Nelson Onana

Personal information
- Full name: Nelson Zacharie M. Onana Alima
- Born: 1 March 2000 (age 26) Sweden

Sport
- Sport: Field hockey
- Position: Forward
- Club: Léopold

Youth career
- Team
- –: Pingouin

Senior career
- Years: Team / Caps / Goals
- 0000–2019: Pingouin / - / -
- 2019–2024: Braxgata / - / -
- 2024–present: Léopold / - / -

National team
- Years: Team / Caps / Goals
- 2019–2021: Belgium U–21 / 9 / (2)
- 2019–present: Belgium / 25 / (10)

Medal record
Men's field hockey
Representing Belgium
EuroHockey Championship
| Bronze medal – third place | 2023 Mönchengladbach |  |

= Nelson Onana =

Belgian field hockey player

Nelson Zacharie M. Onana Alima (born 1 March 2000) is a field hockey player who plays for Léopold and the Belgium national team.

==Personal life==
Onana was born in Sweden to a Belgian mother and a Cameroonian father. In Sweden he played floorball, and when his family returned to Belgium he started playing field hockey.

==Club career==
Onana started playing hockey at Pingouin, where he played until 2019 when he moved to Braxgata. After five seasons in Boom, he moved to Brussels to play for Léopold.

==International career==
Onana has represented Belgium at both junior and senior levels.

===Under–21===
In 2019 Onana made his debut for the Belgium U–21 team during an eight–nations tournament in Madrid, winning a bronze medal.

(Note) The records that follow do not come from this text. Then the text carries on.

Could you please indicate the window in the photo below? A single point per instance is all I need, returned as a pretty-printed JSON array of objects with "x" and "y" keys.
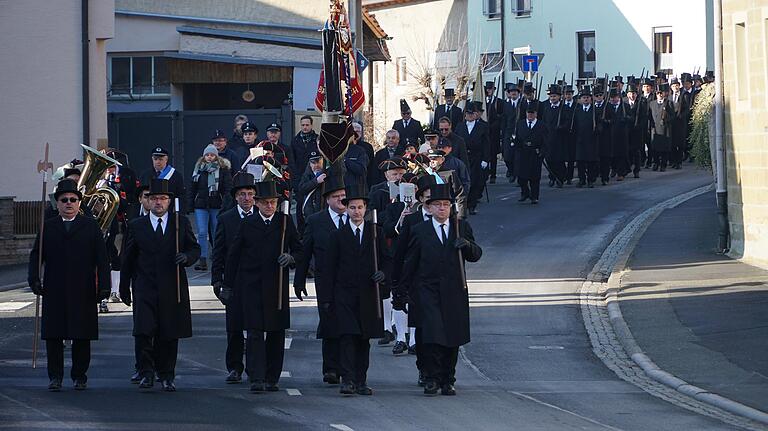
[
  {"x": 402, "y": 71},
  {"x": 742, "y": 77},
  {"x": 586, "y": 41},
  {"x": 492, "y": 8},
  {"x": 523, "y": 8},
  {"x": 492, "y": 62},
  {"x": 139, "y": 75},
  {"x": 662, "y": 50}
]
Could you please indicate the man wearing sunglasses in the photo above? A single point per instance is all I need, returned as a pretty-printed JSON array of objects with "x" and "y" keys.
[{"x": 73, "y": 250}]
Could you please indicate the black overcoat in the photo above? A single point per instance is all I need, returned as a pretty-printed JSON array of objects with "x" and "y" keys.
[
  {"x": 75, "y": 266},
  {"x": 438, "y": 302},
  {"x": 251, "y": 271},
  {"x": 350, "y": 266},
  {"x": 148, "y": 268},
  {"x": 530, "y": 144}
]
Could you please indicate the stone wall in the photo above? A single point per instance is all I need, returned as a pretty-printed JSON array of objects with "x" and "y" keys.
[{"x": 745, "y": 61}]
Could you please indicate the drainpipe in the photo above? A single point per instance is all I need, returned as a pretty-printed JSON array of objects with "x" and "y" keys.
[
  {"x": 722, "y": 190},
  {"x": 86, "y": 75}
]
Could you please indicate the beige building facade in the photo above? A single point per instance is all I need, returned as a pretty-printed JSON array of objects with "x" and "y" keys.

He was a member of the junior team at the 2021 Men's FIH Junior World Cup in Bhubaneswar.

===Red Lions===
Before making his junior debut, Onana earned his first senior cap in a 2019 test match against Russia. He went on to appear in the team once more that year.

Onana didn't represent the national team again until 2022, when he appeared in season three of the FIH Pro League. He has since been named permanently in the national squad.

He won his first medals with the national team in 2023, taking home bronze at the EuroHockey Championship in Mönchengladbach, as well as season four of the FIH Pro League. Now he is a basis player in the Belgian red lios.